328 public spaces in the Republic of Tartastan, redesigned and secured against the pressure of private speculation, are today praised as a reference all over the Russian Federation. In Bahrain, a constellation of punctual interventions on the voids and the solids, the squares and the buildings of the Muharraq Island, consolidate and reactivate its historical fabric, which is today part of the Unesco World Heritage. Not too far, in the United Arab Emirates, the Wasit Wetland Center is a treasured oasis of biodiversity, also welcoming external public, standing on a previously neglected wasteland.

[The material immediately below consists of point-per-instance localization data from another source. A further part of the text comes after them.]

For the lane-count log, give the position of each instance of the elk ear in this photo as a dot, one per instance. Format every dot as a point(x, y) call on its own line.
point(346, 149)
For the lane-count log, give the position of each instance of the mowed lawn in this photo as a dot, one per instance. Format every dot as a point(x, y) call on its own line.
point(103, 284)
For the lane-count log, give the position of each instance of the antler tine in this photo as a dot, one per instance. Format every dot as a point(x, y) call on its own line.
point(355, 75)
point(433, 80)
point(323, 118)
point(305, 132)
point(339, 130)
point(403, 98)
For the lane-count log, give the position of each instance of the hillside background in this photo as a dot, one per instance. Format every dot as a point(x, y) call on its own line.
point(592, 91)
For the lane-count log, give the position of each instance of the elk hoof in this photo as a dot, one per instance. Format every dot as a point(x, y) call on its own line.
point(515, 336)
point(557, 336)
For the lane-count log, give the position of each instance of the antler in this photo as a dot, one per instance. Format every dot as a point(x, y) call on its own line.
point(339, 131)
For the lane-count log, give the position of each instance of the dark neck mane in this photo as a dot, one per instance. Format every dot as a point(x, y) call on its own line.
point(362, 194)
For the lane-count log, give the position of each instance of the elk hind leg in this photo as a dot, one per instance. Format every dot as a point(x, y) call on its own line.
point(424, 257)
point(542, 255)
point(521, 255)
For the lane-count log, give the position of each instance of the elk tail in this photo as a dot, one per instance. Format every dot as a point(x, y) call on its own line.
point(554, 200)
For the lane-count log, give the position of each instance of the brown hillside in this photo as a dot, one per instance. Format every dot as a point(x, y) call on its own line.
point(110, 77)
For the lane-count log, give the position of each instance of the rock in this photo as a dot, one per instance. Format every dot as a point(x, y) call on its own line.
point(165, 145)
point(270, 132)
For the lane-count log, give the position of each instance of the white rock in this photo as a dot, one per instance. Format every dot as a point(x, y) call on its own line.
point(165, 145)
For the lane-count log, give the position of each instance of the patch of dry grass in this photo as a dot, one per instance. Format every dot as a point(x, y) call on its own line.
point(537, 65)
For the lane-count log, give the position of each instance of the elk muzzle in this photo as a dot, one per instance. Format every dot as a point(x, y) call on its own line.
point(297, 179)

Birzeit Palestinian Museum stresses through its shapes the texture of the surrounding agriculture terraces, in danger of disappearing. To conclude, while the Arcadia Education Project, in Bangladesh, is an elevated stilt safe from the frequent flooding, the Alioune Diop University Teaching and Research Unit, in Senegal, relies on its elegant lattice shell to screen the hot desert sun.
Once again, by focusing on other places than the traditional hotspots of contemporary architecture, the Aga Khan Award stands out as an overview which can enrich its audience’s imageries of “refreshing”, non-obvious and valuable references.